Saturday, 29 July 2017

talking about trees

The setting for today's woodland charity talk was rather different to some.  For a start, it was in Suffolk.  For years I have tried to explain to a series of volunteer organizers that I live close to the county boundary.  It takes me, on average, just over twenty minutes to get into Suffolk, versus a good hour and a quarter to get to Romford and longer by the time I've allowed for delays on the A12, but they have all insisted on running things on a strictly county driven basis.  I was once offered a booking in Stansted Mountfitchet, still part of Essex but the other side of the M11, and it came as a revelation to the administrative assistant concerned that if she were to look at a map she would see that Hertford and Cambridge were both much closer to Stansted Mountfitchet than I was starting from the east of Colchester.

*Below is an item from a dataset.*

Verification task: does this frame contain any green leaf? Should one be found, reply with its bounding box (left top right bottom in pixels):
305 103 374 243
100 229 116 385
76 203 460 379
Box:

Hats off, therefore, to the latest volunteer manager, who seems to have a better grasp of geography and a less blinkered view of county boundaries than many of her predecessors.  She has also issued me with a name badge, a set of business cards which have my name printed on them and not just generic cards for the charity on which I am supposed to write my details in biro, and a portable banner on a stand.  I feel we are going places.

Today's talk was unusual for being on a Saturday morning.  Who goes to talks on a Saturday morning?  It was part of a summer long festival of trees and gardening, the first time the organizers had run one.  I didn't know what to expect, and was reconciled to nobody wanting to come to an ad hoc Saturday morning lecture on woodlands.  In the event there was an audience, small but friendly, and I did not feel an idiot talking to them, as I might have done if the festival organizers had outnumbered the members of the public.

If they do it again I think they could do with roping in somebody with flair and experience to help with the publicity.  It must be difficult running a series of events when you have no history, no database of past supporters, and pretty much no budget, but there was no notice outside the venue to say that a talk would be taking place on Saturday morning.  I saw nothing about the festival in any of the local papers I read online, and it didn't get a mention at the garden club, which meets not very far away, or any publicity at their Open Gardens.  The only person I know who lives in the town didn't know there was a festival of trees and gardening running over the summer.  Still, it was brave of the organizers to try, and it must be as potentially embarrassing for them as for their speakers to stage events and risk nobody turning up.  More so, in fact, as my name wasn't on the programme.  They were doing a guided tree walk this afternoon, so I hope some people went to that, because it began to rain soon after lunch.